L’analyse est claire : une proportion significative de l’offre était peu ou pas rentable, absorbant les ressources et dégradant la marge globale. L’urgence est donc d’éliminer les « mauvais revenus » pour restaurer la rentabilité fondamentale. La nomination de Luca de Meo, expert des turnarounds industriels, symbolise la quête de cette efficacité, transposant la logique d’ingénieur vers l’univers du luxe.
Cette quête d’assainissement s’est d’ailleurs concrétisée par la vente de Kering Beauté à L’Oréal, une opération stratégique visant à alléger le bilan et à recentrer le groupe sur son cœur de métier : la Mode et la Maroquinerie. La nomination de Luca de Meo, expert des turnarounds industriels, symbolise la quête de cette efficacité, transposant la logique d’ingénieur vers l’univers du luxe.
L’application d’une nouvelle version de la loi de Pareto
La méthode Luca de Meo est intrinsèquement liée à son héritage automobile : l’application de la Loi de Pareto. Cette approche vise à concentrer les investissements sur les 20 % de produits les plus rentables et les plus commerciaux, impliquant mécaniquement une réduction de l’influence absolue de la direction artistique au profit des impératifs d’efficacité. La construction de collection s’appuierait désormais sur les leviers suivants :
- 20% de la collection laissée à liberté créative
- 80% à une approche data-driven.
Cette stratégie, bien que nécessaire, est perçue par certains experts comme une « hypothèque créative » : un sacrifice temporaire de l’expérimentation et de l’étendue des collections. Le risque est la dévaluation de l’aura de rareté, fondement du luxe. Mais la thèse défendue par Kering est que cette discipline est le seul moyen de retrouver la santé financière indispensable à toute créativité durable.
La leçon de Chanel
L’interview de Bruno Pavlovsky, Président des Activités Mode de Chanel, éclaire parfaitement la validité de cette approche.
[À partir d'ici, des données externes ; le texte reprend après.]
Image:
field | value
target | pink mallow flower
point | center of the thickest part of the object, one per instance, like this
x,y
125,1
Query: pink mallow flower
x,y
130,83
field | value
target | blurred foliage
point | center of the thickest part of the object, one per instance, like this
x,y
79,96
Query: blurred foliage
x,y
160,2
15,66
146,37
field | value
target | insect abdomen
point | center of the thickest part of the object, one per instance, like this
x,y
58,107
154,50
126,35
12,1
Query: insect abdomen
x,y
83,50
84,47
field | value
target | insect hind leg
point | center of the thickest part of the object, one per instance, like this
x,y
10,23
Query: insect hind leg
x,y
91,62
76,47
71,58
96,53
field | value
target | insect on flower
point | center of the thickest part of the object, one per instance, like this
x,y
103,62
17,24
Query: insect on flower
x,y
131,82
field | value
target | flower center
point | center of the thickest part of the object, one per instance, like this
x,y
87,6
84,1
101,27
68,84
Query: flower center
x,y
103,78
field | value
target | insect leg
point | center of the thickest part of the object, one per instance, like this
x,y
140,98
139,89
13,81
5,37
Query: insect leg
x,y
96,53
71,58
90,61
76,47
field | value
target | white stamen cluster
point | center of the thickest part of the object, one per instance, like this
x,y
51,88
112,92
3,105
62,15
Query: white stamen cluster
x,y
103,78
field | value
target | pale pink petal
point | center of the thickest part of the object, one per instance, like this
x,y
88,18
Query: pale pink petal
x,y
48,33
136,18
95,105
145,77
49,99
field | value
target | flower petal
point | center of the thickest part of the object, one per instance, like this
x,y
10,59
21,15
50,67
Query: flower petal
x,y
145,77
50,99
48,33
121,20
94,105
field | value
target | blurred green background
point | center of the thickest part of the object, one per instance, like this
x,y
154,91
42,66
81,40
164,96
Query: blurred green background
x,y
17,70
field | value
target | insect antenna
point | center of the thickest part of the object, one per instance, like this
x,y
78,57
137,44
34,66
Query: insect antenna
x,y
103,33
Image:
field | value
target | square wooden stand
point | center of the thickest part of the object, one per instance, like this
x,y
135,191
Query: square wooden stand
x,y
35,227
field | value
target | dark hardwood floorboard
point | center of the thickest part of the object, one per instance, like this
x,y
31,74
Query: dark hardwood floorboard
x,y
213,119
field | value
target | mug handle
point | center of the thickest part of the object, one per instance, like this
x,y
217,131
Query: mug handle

Même dans une Maison synonyme de succès et de créativité, l’efficacité opérationnelle est le socle de la performance.
M. Pavlovsky insiste sur le fait que l’ »étincelle » créative est fondamentale, mais souligne un impératif industriel :
« Mais pour être capable de réaliser plusieurs milliards de chiffre d’affaires, il faut des organisations extrêmement solides afin de maximiser cette impulsion créative. La fabrication, les livraisons, ou encore, la gestion des boutiques sont des sujets à part entière. »
Il confirme que l’arrivée du nouveau directeur artistique, Matthieu Blazy, force une meilleure planification et anticipation de l’industrialisation des pièces. Il critique même le modèle du DA omnipotent qui enchaîne les collections sans réflexion sur la faisabilité, le jugeant non viable pour les grandes marques modernes.
Le message est double : le luxe ne peut plus se reposer uniquement sur le génie d’un créateur. Le succès durable exige que l’impulsion artistique soit canalisée par une supply chain rigoureuse et des processus planifiés.
La rationalisation comme point de départ
La stratégie de Luca de Meo chez Kering est donc l’acceptation courageuse d’une vérité du luxe moderne : on ne peut pas acheter de la désirabilité avec de mauvais revenus.
La rationalisation des collections, la révision de la supply chain et la rigueur dans les coûts ne sont pas la fin du luxe, mais le processus nécessaire de ré-ingénierie des fondations. C’est seulement lorsque l’entreprise aura des bases financières saines, soutenues par une offre ultra-rentable et bien exécutée, qu’elle pourra réinvestir massivement dans le rêve, l’artisanat d’exception et la créativité sans la menace d’une nouvelle crise de marge. La rationalité n’est pas l’ennemie du luxe, elle est la condition de sa pérennité.